Ein Feuerwehrmann mit Taschenlampe im Dunkeln
dpa/Angelika Warmuth
dpa/Angelika Warmuth

Stichprobentests: Licht in die Dunkelziffer

Wie hoch die Dunkelziffer unentdeckter Coronavirus-Fälle ist, bleibt umstritten. Um zu klären, wie viele Österreicher und Österreicherinnen tatsächlich infiziert sind, brauchte es Tests auf Basis einer repräsentativen Stichprobe.

Hinter dem vor allem in der Meinungsforschung oft gebrauchten Begriff „repräsentative Stichprobe“ verbirgt sich grob gesagt Aussagen über Verhalten oder Einstellungen großer Gruppen auf Basis der Befragung einer deutlich kleineren Gruppe, die der Zusammensetzung der großen möglichst ähnlich ist.

Gepaart mit viel Vorerfahrung, macht es dieser Ansatz etwa möglich, in Österreich anhand von Untersuchungen von beispielsweise lediglich 1.000 Personen vor einer Wahl relativ stimmige Aussagen zum späteren Ausgang zu machen. Wichtig ist, dass die Gruppe der Befragten so zusammengestellt ist, dass sie etwa der Altersstruktur, der Geschlechterverteilung, Einkommens- und Bildungsstruktur oder der Verteilung der Bevölkerung über die Regionen des Landes entspricht.

Bei SARS-CoV-2 besonders schwierig

Die Coronakrise zeichnet sich u.a. dadurch aus, dass momentan kaum jemand valide abschätzen kann, wie viele Menschen wirklich mit dem Virus in Kontakt gekommen sind. Bei SARS-CoV-2 liegt das auch daran, dass angenommen wird, dass die Erkrankung bei sehr vielen Menschen sehr milde bis symptomlos verlaufen kann.

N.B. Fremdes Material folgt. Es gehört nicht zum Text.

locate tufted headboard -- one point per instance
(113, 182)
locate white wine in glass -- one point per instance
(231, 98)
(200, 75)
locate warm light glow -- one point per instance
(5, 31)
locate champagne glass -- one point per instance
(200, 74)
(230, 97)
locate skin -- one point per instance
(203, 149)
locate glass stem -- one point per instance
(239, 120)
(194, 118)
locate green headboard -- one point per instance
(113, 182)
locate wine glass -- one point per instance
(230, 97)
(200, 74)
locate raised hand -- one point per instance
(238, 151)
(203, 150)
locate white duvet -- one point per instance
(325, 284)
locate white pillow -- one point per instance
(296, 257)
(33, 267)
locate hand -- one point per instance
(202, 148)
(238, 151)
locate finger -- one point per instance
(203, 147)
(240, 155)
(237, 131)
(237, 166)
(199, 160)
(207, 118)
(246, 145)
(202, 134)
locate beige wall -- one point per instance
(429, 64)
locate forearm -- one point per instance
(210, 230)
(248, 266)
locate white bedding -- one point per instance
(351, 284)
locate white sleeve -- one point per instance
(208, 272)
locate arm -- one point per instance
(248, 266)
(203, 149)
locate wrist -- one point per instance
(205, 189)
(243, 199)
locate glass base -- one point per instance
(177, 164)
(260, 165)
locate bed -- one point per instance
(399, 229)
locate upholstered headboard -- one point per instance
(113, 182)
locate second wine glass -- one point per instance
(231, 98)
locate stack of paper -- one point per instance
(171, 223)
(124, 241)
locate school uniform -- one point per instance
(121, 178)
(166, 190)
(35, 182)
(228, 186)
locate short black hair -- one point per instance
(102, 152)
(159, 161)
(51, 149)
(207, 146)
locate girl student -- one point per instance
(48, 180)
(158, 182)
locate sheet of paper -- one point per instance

Gepaart mit der langen Zeit bis zum Ausbruch – Experten und Expertinnen schätzen die Inkubationszeit auf durchschnittlich vier bis sechs Tage – ergibt sich ein sehr weites Feld, in dem die Dunkelziffer zur Verbreitung liegen kann.

Die etwas gesunkenen Prozentsätze an Neuinfektionen in Österreich der vergangenen Tage könnten auch auf darauf zurückzuführen sein, dass Bürger möglicherweise bereits „vor dem Lockdown Sicherheitsverhalten gezeigt haben könnten“, sagt der Datenwissenschaftler John Haas vom Campus Wieselburg der Fachhochschule Wiener Neustadt (NÖ), auch Mitinitiator und Koordinator der Online-Datenplattform „COVID19 Monitor Österreich“. Daten aus China würden zeigen, dass sich Maßnahmen wie strikte Ausgangssperren dort erst neun Tage nach ihrer Verhängung in der Statistik wirklich niedergeschlagen haben.

Wegen Ressourcenmangel bisher nicht durchgeführt

In Österreich war das am gestrigen Dienstag so weit, ein größerer Effekt ließ sich aber noch nicht ausmachen. Das liegt laut Haas daran, dass die Anzahl der Fälle immer noch relativ klein sei und weil die seit Kürzerem erhöhte Zahl an Testungen von Verdachtsfällen „das überlagert. Rückblickend betrachtet war also die Dunkelziffer viel höher als gedacht“.

Möchte man die unentdeckten Fälle stimmig abschätzen, bräuchte es die Testung einer repräsentativen Stichprobe, so Haas. Momentan konzentriert man sich klarerweise auf die Verdachtsfälle. Aus diesem statistisch „schlecht gemischten Pool“ lasse sich aber nicht auf die Dunkelziffer schließen, weil man nichts über die Gesunden oder vermeintlich Gesunden weiß. Kennt man die Verteilung des SARS-CoV-2-Erregers hier aber nicht, bestehe die Gefahr, dass „man von einer Lawine von scheinbaren Neufällen überrascht wird“.

Die Untersuchung einer für Österreich repräsentativen Stichprobe werde derzeit vor allem deshalb nicht gemacht, weil die Ressourcen fehlen, zeigte sich Haas überzeugt. Wie in den meisten Teilen der Welt, liege das vermutlich an einem Mangel an Vorbereitung auf die nunmehrige Situation. Einige asiatische Länder oder Island (mehr dazu hier) würden hier anders vorgehen und kämen offenbar auch deshalb momentan recht gut durch die Krise.